At this point the submission directory (“pmeunier-pa2”) must contain all the files you have created or modified during this assignment (including the kernel .config configuration file, which you can only see in the submission directory by using the ls -a command). Install the zip program on your virtual machine (sudo apt install zip) and then create a ZIP file of your submission directory (the -r option means to zip all the subdirectories recursively: do not forget it; also use your own student login name, twice, obviously): cd; zip -r pmeunier-pa2.zip pmeunier-pa2

Once you have correctly created the file “pmeunier-pa2.zip”, copy it to the host OS using your shared folder, double-check its content to make sure it contains everything, then submit it on Canvas.
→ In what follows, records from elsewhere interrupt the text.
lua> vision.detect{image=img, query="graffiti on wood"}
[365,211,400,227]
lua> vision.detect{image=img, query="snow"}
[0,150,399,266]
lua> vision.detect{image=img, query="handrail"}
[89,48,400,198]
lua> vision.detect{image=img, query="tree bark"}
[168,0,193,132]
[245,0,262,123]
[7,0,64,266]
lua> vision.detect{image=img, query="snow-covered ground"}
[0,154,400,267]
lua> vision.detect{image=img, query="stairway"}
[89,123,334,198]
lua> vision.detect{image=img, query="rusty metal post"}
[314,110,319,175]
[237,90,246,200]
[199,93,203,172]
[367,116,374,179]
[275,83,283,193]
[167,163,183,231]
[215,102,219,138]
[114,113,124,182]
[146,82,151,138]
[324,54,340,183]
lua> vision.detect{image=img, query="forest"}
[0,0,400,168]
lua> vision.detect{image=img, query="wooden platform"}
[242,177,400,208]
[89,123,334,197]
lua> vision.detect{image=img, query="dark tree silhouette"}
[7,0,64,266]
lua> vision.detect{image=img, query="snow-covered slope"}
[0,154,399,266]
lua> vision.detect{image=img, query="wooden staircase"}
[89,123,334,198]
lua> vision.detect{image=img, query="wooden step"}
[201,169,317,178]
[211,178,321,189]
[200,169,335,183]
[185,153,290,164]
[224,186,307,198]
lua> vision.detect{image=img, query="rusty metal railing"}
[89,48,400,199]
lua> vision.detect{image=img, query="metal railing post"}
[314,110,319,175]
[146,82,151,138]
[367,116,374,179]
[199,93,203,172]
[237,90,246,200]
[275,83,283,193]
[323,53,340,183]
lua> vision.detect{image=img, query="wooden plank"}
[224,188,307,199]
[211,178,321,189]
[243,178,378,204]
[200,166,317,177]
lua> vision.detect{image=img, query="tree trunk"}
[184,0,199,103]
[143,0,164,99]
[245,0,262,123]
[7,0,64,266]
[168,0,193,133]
After the deadline for this assignment has passed, you can delete the backup copy of your “working” kernel: rm -rf ~/pa2-backup

It is up to you whether you delete the compiled source code of your “working” kernel or not (rm -rf ~/pa2), you will not need it anymore. You can delete it after the deadline for this assignment has passed, if you want to save VM disk space, or delete it only at the end of the semester, or keep it for ever as a souvenir!

Done!

7 Rubric

1) Correct .config file: 5%
2) Screenshot showing the corresponding “working” kernel version: 5%
3) Code of module/pmeunier.c: 15%
4) Code of module/Makefile: 5%
5) Screenshot of kernel log with module loading-unloading (twice): 10%
6) Code of my_syscall/my_syscall.c: 25%
7) Code of my_syscall/Makefile: 5%
8) Code of syscall.c: 15%
9) Other modified kernel files: 5%
10) Screenshot of kernel log and output of syscall.c: 10%

Important note: you do not get points for screenshots unless the corresponding files are submitted too. So for example you will not get points for the first screenshot listed above if you do not also provide the corresponding .config file. Screenshots alone will not get you any points at all. So make sure you double check everything before you submit on Canvas!